Personally, I never liked this method as I never felt as if I could get comfortable enough to aim while my shoulder was rotating to execute the shot. But you may be different, so definitely give it a try!
Here’s an interesting one for you, should you shoot with a safety peg? Me, I haven’t shot with one in years. What I found when I was shooting with it is that I was over-relying on it to draw it up.
I’d hook my release on and have my thumb on the safety peg, draw up and come into the anchor and then take my thumb off, but when I took my thumb off, the release aid rotated quite quickly because I had so much pressure on the thumb peg.
So I decided to tackle the issue would remove the thumb peg and shooting with just my fingers, and I then eventually became a lot more consistent with it
However, it needs to be noted that some release aids are designed to be able to be shot without safety pegs, but with some release aids, you will struggle to not have a safety peg on. Now again, it depends on how you want to shoot your release, but from my experience, you should not be relying on it too heavily.
Click/ No Click
Ah, yes, the age-old question when it comes to shooting a hinge. Click or no click. I can see advantages and disadvantages to both, so let’s chat about them.
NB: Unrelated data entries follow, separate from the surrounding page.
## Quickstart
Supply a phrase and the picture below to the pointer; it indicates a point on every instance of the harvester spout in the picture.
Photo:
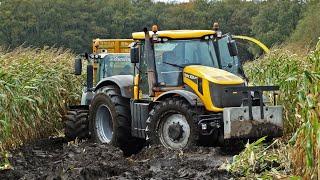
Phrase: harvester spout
(149, 57)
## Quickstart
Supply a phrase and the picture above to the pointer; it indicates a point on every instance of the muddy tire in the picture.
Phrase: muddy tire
(172, 123)
(110, 119)
(76, 124)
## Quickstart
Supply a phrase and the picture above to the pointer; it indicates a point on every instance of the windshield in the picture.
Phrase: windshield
(228, 62)
(115, 64)
(172, 55)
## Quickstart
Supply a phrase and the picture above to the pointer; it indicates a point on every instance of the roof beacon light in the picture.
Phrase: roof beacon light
(154, 28)
(216, 28)
(155, 35)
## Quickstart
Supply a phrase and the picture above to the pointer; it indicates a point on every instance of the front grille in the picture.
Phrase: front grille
(222, 98)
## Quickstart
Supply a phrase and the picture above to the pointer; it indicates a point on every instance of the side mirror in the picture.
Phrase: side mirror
(232, 46)
(77, 66)
(89, 77)
(134, 54)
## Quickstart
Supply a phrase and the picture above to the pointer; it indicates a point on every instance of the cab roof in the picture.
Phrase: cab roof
(176, 34)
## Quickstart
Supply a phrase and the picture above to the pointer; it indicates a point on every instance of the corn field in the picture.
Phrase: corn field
(35, 86)
(299, 81)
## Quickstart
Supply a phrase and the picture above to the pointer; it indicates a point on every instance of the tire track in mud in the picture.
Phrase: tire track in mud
(54, 159)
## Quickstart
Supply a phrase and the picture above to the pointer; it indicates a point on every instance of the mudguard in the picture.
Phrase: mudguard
(124, 82)
(191, 97)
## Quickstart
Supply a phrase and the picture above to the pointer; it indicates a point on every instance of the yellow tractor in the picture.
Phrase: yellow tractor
(187, 88)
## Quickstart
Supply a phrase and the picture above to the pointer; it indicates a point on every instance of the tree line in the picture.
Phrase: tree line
(73, 24)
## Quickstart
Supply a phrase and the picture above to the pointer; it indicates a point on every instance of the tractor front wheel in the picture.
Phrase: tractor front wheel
(172, 123)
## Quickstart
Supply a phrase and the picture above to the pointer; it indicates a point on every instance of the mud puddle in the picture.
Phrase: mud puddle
(55, 159)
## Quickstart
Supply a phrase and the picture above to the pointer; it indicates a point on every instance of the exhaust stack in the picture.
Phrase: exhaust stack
(151, 68)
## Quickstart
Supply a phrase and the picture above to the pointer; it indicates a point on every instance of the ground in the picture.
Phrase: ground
(53, 158)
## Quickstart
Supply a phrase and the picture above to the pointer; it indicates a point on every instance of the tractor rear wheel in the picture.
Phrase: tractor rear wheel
(110, 120)
(76, 124)
(172, 123)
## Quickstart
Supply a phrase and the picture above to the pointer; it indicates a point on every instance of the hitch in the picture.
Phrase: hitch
(257, 92)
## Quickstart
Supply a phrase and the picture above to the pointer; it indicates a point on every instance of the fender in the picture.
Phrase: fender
(124, 82)
(192, 98)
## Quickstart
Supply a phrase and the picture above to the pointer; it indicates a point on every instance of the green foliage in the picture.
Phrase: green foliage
(308, 28)
(299, 81)
(259, 160)
(35, 86)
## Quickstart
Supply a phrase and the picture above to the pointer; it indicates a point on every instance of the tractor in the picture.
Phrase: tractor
(187, 88)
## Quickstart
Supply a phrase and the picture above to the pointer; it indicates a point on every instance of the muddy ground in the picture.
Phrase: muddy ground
(53, 158)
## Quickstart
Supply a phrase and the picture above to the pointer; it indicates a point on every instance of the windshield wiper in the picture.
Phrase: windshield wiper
(180, 66)
(174, 65)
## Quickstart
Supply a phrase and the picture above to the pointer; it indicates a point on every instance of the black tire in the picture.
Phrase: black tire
(76, 124)
(161, 111)
(119, 108)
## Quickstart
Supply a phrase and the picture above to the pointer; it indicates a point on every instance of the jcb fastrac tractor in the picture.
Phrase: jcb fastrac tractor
(187, 88)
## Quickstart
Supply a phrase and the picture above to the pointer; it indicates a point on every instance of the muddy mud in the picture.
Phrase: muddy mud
(53, 158)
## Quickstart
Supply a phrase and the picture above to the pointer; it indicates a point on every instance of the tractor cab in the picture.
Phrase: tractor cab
(173, 51)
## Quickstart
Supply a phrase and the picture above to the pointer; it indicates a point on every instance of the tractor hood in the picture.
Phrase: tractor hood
(211, 74)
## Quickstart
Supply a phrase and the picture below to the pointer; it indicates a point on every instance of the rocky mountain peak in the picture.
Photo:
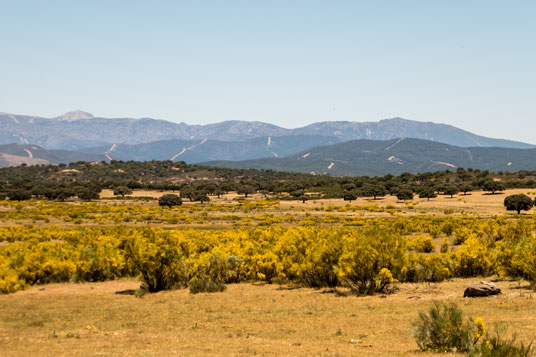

This is personally how I shoot my hinge, and let me explain how. On my STAN Morex, I’ve got a ten thousands click attached to it ( speed of the click ). My shot process is just slowly transferring the tension in my fingers. When I have the click, it’s an excellent indicator to tell me how close I am until the release aid fires. It means if by the time of the click if I am not ready, then I know to slow my shot process down. Subconsciously I am focusing more on aiming as soon as I hear the click as I know the release is close to firing.
However, you can utilize your click in many other ways. How some people shoot their hinges is they rotate their release with their fingers until they hear their click, and then they will start rotating their shoulder. This ensures that the rotation of their shoulder starts at the same point in the execution every time. But what about no click at all..?
No-click hinge shooters are a different breed of the archer, so hats off to them for sure! It shows the true skill of being able to shoot back tension without any warnings. Talking with one of my buddies who shoots his hinge without a click says he anticipates the shot if he uses the click.
Which makes perfect sense. The click is an indicator that your shot will go off soon, and you may not like that. Especially if your shooting hinge to get over target panic. You’ll want a 100% surprise shot which can only be achieved without a click.
In my opinion, I think shooting with a click is far more repeatable, but it’s always the case in archery. It’s down to the archery to go and experiment and see what’s right for them. But I hope I’ve at least pointed you in the right direction!